Fri. Nov 22nd, 2024
Occasional Digest - a story for you

People with eating disorders will face Meta bosses in federal parliament today to demand more protection for vulnerable young people, as new research reveals links between TikTok and harmful dieting videos.

Katya Jaski, 15, has flown to Canberra to join the parliamentary meeting to discuss rising body-image dissatisfaction among young people.

The Melbourne school student will speak to Meta’s Australian policy mangers Mia Garlick and Alex Cowen.

Katya said she was concerned at how filtered, edited content on social media was used to project and monetise unrealistic beauty ideals.

She said she continually reported images and videos that were “obviously pro-eating disorder” to the platforms, but was still shown “harmful” content of “people losing weight, people posting body-checks, people describing their habits, their rituals”.

“It’s all of this comparison of then and now, and the body transformations, and what is seen as good and bad. And it’s just shocking, really.

“If there was a way I could just turn off seeing eating-disorder-related content, I would feel much safer going on social media.”

TikTok far likelier to show diet videos to users with eating disorders

The meeting coincides with the release of new research into TikTok, the world’s fastest-growing social-media platform.

University of Melbourne psychologist Scott Griffths said he was concerned the platform was creating algorithmic “eating-disorder echo chambers”.

His study sought to determine whether “vulnerable users are delivered increasing numbers of videos oriented on physical appearance, dieting, and exercise”.

It examined about 1 million TikTok videos delivered to 48 people with eating disorders, and 46 people who did not have the conditions.

Dr Griffiths found TikTok showed 225 per cent more appearance-related videos to users with an eating-disorder than to other users.

The platform also showed the people with eating disorders 384 per cent more videos about dieting, 78 per cent more about exercise, and 3851 per cent more featuring eating-disorder content.

The study found that people with eating disorders reported greater difficulty stopping themselves from using TikTok, and they were not necessarily shown the videos because they had interacted with similar videos — for example, by “liking” them. 

“Our findings strongly implicate the TikTok algorithm in the intensification of eating disorders among young people,” Dr Griffiths said.

Independent MP Zoe Daniel, who is convening the parliamentary meeting, said the research was “pointed”.

“It is evidence of what we already knew, which is that people who have eating disorders are being fed content that compounds their disorder,” Ms Daniel said.

“And that’s at the core of the conversation that we have to have with these platforms about what can be done about that.”

Representatives from TikTok will not take part in the meeting.

‘I started body-checking a lot’

A woman with long dark hair staring up
Varsha Yajman says social media encourages harmfully negative comparisons.(Supplied)

Varsha Yajman, 21, who had anorexia nervosa, will join Katya today to tell Meta how its platforms affected her sickness.

Ms Yajman was 14 when she began experiencing disordered-eating. Like many patients with the condition, she faced barriers on the way to recovering.

“I was explicitly told by a doctor that a diagnosis would affect my employability,” she said.

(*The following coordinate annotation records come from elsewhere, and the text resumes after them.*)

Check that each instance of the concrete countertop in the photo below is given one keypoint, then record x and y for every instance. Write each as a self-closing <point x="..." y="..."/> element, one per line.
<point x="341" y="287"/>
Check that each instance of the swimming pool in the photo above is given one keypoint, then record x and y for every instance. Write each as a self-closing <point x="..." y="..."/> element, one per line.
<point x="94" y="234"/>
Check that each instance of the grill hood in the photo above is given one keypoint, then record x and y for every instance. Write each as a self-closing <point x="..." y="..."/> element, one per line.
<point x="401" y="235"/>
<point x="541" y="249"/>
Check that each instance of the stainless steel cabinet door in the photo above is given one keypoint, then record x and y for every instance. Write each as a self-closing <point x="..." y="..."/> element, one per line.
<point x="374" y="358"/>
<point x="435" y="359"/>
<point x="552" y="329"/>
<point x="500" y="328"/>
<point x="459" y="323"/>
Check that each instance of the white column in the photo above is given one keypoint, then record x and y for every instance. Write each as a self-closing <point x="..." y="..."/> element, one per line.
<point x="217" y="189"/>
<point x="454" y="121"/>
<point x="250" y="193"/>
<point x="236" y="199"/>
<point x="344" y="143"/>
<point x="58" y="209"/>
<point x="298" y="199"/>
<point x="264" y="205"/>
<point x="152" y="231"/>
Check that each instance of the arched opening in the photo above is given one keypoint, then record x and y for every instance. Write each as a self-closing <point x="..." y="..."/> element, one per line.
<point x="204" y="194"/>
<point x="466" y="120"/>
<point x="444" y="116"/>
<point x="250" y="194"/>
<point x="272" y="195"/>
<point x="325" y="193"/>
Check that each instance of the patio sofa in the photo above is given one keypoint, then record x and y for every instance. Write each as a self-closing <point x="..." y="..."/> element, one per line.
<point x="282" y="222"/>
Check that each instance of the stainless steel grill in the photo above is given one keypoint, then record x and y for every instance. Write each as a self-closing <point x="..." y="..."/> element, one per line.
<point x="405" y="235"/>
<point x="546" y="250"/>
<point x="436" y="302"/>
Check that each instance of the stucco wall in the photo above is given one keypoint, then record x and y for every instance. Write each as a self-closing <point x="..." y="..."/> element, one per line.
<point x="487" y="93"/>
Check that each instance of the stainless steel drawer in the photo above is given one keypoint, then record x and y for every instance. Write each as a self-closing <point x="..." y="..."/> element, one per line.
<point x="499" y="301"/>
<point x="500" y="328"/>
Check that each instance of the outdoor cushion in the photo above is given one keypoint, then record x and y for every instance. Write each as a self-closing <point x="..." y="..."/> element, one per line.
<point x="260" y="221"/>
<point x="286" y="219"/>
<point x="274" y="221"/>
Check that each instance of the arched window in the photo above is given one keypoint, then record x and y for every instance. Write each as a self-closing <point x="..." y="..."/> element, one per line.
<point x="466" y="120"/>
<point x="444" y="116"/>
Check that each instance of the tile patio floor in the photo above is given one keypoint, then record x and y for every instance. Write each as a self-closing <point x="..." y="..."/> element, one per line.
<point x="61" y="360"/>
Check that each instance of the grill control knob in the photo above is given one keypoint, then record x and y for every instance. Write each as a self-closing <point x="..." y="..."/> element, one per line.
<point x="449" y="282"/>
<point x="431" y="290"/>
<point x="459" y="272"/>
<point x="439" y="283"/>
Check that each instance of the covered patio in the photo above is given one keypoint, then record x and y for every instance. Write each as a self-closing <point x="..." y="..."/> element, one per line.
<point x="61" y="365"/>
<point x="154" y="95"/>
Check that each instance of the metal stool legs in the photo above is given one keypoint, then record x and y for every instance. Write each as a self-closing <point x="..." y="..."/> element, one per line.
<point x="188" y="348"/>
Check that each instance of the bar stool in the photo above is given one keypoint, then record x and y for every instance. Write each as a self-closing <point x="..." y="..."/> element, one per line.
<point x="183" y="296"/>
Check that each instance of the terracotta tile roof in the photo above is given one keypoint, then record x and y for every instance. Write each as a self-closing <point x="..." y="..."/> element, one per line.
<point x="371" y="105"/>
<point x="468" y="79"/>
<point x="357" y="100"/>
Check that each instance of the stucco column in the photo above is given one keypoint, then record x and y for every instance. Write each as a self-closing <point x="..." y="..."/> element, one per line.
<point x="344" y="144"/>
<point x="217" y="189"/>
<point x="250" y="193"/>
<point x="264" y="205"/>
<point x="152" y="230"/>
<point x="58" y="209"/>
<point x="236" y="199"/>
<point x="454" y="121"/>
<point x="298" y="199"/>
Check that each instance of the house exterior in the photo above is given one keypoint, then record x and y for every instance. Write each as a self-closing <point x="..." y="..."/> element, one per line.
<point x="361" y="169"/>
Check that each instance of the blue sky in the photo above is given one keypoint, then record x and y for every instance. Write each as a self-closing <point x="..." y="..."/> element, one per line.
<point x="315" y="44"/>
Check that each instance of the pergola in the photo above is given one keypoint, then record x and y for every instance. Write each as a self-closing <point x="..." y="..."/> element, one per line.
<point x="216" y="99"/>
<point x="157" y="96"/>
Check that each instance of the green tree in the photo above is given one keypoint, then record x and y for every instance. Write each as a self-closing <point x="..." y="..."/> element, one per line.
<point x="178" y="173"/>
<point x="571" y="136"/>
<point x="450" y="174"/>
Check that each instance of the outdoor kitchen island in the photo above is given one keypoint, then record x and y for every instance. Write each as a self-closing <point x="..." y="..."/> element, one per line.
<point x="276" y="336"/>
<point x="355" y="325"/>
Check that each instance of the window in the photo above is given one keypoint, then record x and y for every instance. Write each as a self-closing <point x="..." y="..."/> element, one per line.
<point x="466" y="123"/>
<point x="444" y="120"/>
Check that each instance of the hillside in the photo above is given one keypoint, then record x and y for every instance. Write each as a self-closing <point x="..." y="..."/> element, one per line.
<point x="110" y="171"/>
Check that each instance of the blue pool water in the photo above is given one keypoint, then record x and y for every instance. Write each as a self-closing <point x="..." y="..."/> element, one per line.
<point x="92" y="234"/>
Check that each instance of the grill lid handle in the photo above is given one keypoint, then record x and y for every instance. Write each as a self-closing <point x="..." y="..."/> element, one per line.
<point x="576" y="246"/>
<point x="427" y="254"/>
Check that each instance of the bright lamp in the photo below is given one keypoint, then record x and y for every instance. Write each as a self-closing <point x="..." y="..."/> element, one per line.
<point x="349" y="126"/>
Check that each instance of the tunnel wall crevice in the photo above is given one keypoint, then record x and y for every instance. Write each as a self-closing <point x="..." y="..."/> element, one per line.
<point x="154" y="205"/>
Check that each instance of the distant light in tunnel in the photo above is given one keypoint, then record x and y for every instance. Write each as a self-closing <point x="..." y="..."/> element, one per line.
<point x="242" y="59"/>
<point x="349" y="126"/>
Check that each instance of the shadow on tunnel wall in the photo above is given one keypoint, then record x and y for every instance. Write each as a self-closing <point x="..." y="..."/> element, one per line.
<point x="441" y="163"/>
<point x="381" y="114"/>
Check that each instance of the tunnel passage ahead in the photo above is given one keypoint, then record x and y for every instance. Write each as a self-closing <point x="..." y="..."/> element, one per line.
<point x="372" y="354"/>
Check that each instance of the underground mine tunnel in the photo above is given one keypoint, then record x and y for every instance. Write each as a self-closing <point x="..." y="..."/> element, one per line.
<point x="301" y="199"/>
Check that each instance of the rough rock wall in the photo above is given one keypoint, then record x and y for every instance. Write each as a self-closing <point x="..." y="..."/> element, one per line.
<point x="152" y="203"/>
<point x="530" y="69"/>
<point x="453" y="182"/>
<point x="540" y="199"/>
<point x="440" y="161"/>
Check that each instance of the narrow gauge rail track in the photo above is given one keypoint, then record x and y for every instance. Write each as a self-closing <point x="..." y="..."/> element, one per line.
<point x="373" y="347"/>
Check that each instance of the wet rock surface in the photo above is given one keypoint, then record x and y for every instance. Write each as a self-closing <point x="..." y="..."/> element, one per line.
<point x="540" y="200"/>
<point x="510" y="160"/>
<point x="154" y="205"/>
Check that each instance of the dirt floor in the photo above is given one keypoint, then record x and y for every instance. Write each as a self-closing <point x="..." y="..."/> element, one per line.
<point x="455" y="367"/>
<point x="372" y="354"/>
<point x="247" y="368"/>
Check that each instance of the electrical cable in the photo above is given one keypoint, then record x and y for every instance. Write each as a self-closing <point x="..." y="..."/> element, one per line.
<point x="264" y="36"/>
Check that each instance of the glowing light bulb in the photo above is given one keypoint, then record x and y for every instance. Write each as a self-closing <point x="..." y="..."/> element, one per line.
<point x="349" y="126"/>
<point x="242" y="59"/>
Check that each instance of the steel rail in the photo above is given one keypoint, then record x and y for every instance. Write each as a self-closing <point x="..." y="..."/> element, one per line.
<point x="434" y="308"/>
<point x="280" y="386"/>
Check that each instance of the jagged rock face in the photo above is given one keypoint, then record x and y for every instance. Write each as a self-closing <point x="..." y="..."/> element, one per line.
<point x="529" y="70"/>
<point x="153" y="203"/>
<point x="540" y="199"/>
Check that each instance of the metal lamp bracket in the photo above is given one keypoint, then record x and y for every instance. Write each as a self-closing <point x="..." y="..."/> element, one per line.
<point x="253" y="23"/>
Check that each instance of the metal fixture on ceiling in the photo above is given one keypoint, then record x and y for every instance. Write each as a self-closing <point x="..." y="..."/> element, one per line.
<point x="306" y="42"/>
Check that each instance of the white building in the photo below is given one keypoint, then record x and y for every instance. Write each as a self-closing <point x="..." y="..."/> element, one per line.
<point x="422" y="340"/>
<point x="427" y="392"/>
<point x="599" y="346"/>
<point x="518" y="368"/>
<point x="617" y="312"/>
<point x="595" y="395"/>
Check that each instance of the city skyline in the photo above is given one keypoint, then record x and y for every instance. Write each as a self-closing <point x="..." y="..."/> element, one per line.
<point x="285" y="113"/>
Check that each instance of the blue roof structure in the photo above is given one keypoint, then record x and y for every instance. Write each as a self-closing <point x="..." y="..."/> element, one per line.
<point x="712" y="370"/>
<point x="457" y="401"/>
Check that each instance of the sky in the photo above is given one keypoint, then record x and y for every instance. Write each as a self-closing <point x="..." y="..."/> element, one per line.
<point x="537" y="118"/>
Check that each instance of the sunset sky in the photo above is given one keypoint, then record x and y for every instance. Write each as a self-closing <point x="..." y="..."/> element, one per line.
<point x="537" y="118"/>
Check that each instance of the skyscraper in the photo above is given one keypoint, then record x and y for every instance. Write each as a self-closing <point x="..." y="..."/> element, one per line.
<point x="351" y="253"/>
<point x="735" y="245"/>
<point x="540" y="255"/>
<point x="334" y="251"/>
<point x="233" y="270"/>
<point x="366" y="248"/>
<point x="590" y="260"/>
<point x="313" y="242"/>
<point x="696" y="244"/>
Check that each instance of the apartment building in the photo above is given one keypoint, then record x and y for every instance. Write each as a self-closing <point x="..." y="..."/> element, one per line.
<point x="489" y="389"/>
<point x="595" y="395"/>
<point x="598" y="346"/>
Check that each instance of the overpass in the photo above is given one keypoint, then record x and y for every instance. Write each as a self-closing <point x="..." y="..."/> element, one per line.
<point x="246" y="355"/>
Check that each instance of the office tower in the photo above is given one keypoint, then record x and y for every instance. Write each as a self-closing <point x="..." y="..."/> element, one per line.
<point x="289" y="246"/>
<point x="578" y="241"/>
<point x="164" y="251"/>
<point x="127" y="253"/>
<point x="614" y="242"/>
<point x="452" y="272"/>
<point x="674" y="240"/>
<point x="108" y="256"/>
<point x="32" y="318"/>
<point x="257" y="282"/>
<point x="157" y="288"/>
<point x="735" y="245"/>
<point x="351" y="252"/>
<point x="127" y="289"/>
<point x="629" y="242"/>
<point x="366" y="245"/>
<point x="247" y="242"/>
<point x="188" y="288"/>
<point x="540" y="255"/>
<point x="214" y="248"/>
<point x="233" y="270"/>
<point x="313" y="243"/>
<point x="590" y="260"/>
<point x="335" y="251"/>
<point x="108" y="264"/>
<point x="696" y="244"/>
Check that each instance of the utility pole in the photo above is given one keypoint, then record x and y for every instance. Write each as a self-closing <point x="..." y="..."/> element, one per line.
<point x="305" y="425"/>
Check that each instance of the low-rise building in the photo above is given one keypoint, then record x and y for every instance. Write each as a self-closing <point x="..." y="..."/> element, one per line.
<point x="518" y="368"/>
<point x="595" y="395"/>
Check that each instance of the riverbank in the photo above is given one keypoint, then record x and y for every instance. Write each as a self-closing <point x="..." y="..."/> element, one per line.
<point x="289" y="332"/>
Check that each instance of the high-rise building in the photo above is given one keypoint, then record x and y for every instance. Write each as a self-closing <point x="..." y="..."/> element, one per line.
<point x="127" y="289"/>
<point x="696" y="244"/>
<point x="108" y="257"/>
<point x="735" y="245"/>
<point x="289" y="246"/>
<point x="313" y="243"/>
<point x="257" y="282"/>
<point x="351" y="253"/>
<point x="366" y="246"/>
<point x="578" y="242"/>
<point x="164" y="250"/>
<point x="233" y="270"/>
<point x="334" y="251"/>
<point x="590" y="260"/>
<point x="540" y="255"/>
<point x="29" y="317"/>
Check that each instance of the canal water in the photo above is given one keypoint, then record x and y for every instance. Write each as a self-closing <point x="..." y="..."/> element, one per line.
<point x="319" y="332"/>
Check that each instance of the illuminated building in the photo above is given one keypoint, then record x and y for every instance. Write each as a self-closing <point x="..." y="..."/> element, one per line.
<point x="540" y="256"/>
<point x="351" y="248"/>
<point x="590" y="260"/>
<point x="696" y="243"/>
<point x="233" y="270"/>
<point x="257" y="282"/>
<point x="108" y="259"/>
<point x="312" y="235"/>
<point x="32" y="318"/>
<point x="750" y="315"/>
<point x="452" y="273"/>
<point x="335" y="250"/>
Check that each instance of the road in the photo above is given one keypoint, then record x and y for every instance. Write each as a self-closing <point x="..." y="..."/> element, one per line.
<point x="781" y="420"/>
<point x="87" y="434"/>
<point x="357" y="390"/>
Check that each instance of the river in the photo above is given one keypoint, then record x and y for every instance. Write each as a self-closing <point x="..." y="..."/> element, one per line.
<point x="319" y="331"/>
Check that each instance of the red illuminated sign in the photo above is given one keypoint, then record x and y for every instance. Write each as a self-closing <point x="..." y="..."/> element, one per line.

“And I guess when you’re already an immigrant, that’s quite scary … So a lot of my symptoms were just dismissed.”

The Indian-Australian said Instagram in particular had hindered her recovery, because it enabled negative self-comparisons.

“During that time, social media played such a big role because I was somebody who started body-checking a lot,” Ms Yajman said.

“I was trying to see whether my body compared to the people I saw on social media.

“I thought that there was something wrong with my body because I didn’t realise that filters and face-tuning and all these different things actually existed.

“I really want to convey [to Meta] that you should not be capitalising off a social problem affecting so many people, and that it’s really about time that we take control and we make a change about what kind of content is allowed.”

Disclaimers for altered images unlikely to solve problem

Social media and body-image researcher Jasmine Fardouly said she hoped today’s meeting would pressure Meta and other social media platforms to change.

A woman with dark hair smiling

Jasmine Fardouly says removing idealised, altered content is likely too difficult.(Supplied)

“These companies are businesses focused on making money, but they also have huge social impact,” she said.

“And so we really do need to be talking about how we can make these environments safe.”

After years of research, Dr Fardouly said she could not point to any significant actions the platforms had taken to improve body image.

“They are trying to regulate pro-eating-disorder content, which is a positive thing,” she said.

“But that’s not the only content that is causing harm.”

Dr Fardouly said the companies were notoriously secretive about their algorithms, but more openness might allow users to better control what appeared on their screens.